In an exclusive interview with WikiLeaks' Julian Assange reportedly told Forbes that leaked classified documents from the U.S. State Department and Pentagon are "just the beginning."

Forbes reports that early next year, Assange claims that a major American bank will "suddenly find itself turned inside out."

Tens of thousands of its internal documents will be exposed on Wikileaks.org with no polite requests for executives’ response or other forewarnings. The data dump will lay bare the finance firm’s secrets on the Web for every customer, every competitor, every regulator to examine and pass judgment on.

When? Which bank? What documents? Cagey as always, Assange won’t say, so his claim is impossible to verify. But he has always followed through on his threats. ...

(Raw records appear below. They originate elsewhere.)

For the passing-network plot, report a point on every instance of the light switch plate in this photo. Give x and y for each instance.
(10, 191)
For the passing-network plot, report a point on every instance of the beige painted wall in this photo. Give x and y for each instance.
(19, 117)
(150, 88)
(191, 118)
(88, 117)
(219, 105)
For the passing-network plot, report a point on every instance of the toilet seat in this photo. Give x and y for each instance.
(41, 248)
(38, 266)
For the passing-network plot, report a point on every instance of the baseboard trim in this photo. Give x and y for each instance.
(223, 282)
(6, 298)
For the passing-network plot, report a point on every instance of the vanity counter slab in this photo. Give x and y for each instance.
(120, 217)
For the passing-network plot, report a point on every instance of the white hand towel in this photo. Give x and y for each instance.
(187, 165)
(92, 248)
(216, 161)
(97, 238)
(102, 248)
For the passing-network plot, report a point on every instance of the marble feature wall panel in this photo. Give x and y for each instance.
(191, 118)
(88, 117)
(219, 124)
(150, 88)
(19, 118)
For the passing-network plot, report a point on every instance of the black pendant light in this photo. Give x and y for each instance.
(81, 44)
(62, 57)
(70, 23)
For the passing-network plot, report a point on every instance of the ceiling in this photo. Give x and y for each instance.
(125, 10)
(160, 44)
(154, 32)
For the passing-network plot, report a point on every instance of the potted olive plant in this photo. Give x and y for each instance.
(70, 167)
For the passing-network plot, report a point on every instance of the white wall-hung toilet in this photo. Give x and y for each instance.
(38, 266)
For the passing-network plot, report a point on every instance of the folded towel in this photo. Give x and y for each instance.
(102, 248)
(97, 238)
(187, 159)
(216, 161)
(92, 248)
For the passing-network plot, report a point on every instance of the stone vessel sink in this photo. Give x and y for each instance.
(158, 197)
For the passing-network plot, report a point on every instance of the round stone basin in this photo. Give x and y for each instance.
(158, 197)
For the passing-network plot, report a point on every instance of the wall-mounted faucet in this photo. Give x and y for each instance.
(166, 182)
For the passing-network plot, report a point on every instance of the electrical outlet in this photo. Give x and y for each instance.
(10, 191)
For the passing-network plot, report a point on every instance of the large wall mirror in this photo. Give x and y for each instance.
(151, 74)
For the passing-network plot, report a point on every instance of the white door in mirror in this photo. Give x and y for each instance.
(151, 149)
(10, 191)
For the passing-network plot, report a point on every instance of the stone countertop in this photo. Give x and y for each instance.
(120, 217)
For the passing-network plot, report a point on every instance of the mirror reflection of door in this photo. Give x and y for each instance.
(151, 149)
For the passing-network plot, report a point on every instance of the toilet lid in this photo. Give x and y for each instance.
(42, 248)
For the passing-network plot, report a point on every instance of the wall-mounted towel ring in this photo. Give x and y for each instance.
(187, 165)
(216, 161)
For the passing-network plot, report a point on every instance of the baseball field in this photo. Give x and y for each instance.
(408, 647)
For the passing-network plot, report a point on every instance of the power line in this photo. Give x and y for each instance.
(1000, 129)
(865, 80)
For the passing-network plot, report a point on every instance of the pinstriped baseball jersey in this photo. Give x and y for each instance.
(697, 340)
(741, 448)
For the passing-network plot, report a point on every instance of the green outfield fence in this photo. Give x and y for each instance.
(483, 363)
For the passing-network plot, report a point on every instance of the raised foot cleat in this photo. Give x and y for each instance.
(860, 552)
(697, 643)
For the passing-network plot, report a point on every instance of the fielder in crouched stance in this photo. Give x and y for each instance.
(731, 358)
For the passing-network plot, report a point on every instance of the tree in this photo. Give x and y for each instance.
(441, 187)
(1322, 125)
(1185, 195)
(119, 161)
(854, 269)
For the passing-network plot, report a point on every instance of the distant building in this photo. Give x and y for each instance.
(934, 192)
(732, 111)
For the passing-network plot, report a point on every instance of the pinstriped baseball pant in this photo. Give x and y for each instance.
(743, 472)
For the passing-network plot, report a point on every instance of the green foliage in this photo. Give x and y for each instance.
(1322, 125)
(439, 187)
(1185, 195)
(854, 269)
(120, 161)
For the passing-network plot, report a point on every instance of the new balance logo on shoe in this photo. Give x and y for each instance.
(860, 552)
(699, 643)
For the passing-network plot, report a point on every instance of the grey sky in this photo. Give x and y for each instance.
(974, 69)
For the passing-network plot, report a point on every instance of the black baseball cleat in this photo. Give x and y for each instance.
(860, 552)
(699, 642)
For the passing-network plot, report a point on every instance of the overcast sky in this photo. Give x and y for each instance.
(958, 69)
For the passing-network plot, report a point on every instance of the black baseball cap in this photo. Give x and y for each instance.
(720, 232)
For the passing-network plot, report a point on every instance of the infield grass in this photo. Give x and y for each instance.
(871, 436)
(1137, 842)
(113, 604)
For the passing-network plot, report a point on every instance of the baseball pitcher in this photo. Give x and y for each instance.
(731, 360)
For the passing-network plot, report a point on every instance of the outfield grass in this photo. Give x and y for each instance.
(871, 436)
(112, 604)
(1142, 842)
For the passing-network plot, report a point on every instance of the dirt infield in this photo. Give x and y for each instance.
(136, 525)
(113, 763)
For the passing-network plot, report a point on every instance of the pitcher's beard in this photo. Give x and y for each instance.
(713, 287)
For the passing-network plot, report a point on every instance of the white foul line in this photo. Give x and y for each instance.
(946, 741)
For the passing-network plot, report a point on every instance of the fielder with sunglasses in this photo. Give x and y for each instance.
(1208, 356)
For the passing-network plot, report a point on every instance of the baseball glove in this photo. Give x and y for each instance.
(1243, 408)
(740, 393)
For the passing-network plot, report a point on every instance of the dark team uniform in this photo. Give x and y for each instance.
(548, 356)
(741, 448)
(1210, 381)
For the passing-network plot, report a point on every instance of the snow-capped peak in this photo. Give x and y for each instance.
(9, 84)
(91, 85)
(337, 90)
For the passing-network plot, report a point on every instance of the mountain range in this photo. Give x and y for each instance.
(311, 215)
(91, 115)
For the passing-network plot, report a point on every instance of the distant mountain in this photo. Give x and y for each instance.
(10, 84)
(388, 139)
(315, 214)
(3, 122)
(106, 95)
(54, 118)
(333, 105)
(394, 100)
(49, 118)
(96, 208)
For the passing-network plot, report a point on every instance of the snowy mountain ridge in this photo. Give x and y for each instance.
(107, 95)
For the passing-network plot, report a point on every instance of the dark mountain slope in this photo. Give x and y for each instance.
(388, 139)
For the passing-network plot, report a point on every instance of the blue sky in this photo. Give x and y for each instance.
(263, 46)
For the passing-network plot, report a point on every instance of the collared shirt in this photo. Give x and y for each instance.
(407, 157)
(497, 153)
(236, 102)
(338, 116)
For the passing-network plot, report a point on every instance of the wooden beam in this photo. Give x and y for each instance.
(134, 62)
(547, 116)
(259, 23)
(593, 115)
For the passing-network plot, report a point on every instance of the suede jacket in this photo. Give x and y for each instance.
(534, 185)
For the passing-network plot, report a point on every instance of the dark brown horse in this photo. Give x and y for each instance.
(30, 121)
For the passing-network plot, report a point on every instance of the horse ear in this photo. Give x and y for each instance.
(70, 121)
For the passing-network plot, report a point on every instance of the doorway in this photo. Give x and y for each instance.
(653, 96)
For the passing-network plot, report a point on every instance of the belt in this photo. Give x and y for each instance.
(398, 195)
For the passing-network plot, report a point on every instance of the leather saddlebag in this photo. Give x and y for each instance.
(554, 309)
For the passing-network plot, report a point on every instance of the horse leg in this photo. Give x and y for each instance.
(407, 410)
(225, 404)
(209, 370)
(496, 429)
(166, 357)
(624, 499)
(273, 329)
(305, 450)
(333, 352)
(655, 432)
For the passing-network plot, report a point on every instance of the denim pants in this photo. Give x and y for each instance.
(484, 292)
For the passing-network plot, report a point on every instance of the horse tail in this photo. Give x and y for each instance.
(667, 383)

Assange calls the shots: choosing the media outlets that splash his exposés, holding them to a strict embargo, running the leaks simultaneously on his site. Past megaleaks from his information insurgency over the last year have included 76,000 secret Afghan war documents and another trove of 392,000 files from the Iraq war. Those data explosions, the largest classified military security breaches in history, have roused antiwar activists and enraged the Pentagon.Admire Assange or revile him, he is the prophet of a coming age of involuntary transparency. Having exposed military misconduct on a grand scale, he is now gunning for corporate America. Does Assange have unpublished, damaging documents on pharmaceutical companies? Yes, he says. Finance? Yes, many more than the single bank scandal we’ve been discussing. Energy? Plenty, on everything from BP to an Albanian oil firm that he says attempted to sabotage its competitors’ wells. Like informational IEDs, these damaging revelations can be detonated at will.

With the latest dump of highly classified documents, WikiLeaks is everywhere -- television, newspapers and the internet.  This rise in notoriety is feeding the fire, according to Assange.  “Our pipeline of leaks has been increasing exponentially as our profile rises,” he says.

And with technology expanding to make the transfer of information faster and more anonymous, it looks like WikiLeaks will continue expanding this profile, leaving untold secrets exposed in their wake.